This is essentially the internet.  It’s a bunch of computers connected to each other, passing messages between each other.  Each of them follows a strict protocol on how to handle messages.  These messages don’t have to be email either. Anything (pictures, video, bank account information, videogame data) is all treated the same way: write it down, pass it to the person next to you until it reaches its intended recipient.

But what happens if the note is passed to Bubba, the class bully? Or what about that “quiet kid” (no one actually knows his name) who Bubba bullies the most ? Or what about Terry? Terry has loved you forever, and thinks you have a thing for Billy.  Terry is looking for any opportunity to sabotage the non-existent romance you share with Billy.
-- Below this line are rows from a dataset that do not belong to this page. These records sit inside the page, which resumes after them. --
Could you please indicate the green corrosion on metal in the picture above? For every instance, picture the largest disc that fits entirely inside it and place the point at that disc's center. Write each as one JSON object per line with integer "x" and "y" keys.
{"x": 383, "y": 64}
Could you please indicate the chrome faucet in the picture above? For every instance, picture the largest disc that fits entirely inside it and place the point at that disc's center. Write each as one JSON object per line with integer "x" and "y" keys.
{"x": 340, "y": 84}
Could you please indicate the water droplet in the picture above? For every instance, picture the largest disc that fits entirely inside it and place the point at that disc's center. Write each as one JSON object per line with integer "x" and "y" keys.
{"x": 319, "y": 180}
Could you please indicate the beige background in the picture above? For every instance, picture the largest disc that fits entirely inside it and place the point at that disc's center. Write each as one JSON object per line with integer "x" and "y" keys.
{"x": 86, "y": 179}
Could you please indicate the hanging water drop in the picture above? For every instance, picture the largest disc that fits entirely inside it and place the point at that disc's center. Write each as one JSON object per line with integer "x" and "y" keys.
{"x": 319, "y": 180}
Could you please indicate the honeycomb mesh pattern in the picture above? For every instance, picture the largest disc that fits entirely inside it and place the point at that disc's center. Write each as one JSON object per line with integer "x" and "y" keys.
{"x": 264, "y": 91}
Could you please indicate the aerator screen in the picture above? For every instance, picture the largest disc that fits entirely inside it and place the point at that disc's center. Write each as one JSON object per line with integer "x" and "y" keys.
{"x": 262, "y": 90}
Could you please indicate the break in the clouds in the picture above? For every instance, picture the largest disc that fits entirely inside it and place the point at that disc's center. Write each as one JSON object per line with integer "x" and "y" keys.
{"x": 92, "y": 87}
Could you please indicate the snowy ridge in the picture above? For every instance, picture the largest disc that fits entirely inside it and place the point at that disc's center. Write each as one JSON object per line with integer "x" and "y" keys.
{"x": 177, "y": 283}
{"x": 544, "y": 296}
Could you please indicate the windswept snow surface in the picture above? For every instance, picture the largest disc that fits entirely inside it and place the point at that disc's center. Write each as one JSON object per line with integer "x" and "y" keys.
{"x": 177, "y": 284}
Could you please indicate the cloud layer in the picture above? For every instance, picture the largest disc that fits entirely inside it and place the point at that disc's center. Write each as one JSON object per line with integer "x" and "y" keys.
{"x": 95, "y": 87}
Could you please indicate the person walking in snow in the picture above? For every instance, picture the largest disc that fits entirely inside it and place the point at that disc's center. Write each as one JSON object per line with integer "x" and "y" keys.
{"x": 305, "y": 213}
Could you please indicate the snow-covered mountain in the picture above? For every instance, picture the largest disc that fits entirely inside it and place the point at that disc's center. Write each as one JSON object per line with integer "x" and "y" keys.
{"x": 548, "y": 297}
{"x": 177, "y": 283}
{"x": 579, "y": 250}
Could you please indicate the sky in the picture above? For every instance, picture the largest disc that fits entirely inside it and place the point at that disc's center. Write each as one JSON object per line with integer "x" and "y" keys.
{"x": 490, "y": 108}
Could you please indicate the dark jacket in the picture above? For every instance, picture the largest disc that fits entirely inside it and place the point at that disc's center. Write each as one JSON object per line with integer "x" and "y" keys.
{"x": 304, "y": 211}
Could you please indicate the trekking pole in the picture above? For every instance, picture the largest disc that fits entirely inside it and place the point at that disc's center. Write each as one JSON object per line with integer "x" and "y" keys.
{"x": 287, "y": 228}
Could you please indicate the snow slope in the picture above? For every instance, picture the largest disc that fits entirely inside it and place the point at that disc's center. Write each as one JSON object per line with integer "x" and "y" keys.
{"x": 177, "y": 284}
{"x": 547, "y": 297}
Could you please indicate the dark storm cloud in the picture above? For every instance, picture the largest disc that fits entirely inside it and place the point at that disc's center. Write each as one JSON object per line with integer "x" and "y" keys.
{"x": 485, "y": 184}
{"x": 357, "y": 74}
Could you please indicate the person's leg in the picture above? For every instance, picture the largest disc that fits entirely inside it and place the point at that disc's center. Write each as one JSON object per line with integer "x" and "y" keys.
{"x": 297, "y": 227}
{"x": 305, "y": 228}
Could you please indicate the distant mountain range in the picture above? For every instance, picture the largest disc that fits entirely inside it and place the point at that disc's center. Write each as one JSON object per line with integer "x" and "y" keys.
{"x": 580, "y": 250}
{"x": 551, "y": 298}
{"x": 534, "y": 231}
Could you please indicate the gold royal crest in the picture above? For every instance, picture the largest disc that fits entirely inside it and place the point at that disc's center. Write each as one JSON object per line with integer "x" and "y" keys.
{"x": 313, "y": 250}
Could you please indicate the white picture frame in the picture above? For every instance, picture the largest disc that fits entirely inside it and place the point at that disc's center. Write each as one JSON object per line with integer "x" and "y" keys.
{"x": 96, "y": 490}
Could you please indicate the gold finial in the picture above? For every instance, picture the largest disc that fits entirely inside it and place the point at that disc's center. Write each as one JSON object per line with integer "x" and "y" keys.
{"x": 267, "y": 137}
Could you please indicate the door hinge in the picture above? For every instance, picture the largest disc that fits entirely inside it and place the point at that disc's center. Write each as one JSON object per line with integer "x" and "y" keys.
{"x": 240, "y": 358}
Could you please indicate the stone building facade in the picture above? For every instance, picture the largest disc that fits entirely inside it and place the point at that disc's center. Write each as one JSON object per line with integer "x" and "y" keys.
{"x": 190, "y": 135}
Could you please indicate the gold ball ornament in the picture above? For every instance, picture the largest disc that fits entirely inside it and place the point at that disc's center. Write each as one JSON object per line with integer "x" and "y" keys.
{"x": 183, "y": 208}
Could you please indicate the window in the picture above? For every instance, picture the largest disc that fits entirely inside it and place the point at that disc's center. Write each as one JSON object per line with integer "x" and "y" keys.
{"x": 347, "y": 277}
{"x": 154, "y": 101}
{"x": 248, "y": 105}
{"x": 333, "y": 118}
Or what even about Betty? She is pretty cool, but what if she read the note by accident? It is about her, after all. That would be pretty embarrassing.  Can we really trust the people in our class to pass the note without reading it, stealing it, or copying it?

The only computers on the internet you can trust are your own and the computer you are sending data to, but there are hundreds of servers between the two. How do you give Netflix your username and password, or Amazon your credit card information, without everyone else on the internet having access to it?  The answer is something called cryptography.  There are many types of cryptography, but for the purposes of this article, we will focus on a type called Asymmetric Cryptography, or Public/Private Key cryptography, specifically a variant called RSA (named for its creators Ron Rivest, Adi Shamir, and Leonard Adleman).

Public/Private Key cryptography relies on two keys, a public encryption key and a private decryption key.  The public key is given freely for anyone to use, while the private key is kept secret by the person who made the pair.  Anything encrypted with the public key can only be decrypted by the private key, allowing for secure one way communication.  In our classroom analogy, if someone wants to send Billy a secure message, Billy must first make a public/private key pair, and then pass out his public key to anyone who might want to communicate with him.  When you decide you have a suitable reason to write a note to Billy, you use his public key to encrypt your note, and once the note reaches his desk, Billy can decrypt it using his private key.  If at any point someone tries to read it, the note will be incomprehensible gibberish.  

So, problem solved.  Bubba can’t make fun of you, that quiet guy can’t get into your business, and Betty won’t accidentally read your note.  Now, we know Betty isn’t a threat, and Bubba only takes advantage of the low hanging fruit, but what about that “quiet kid”?  His dad makes Public/Private Key pairs for a living… can he somehow break this cryptography system we have built? What if he forges a key like Billy’s to read the note?  

Fortunately, the security of RSA is practically unbreakable.  RSA relies on a principle of mathematics, called factoring, to make it essentially impossible for “quiet guy” to forge his own private key.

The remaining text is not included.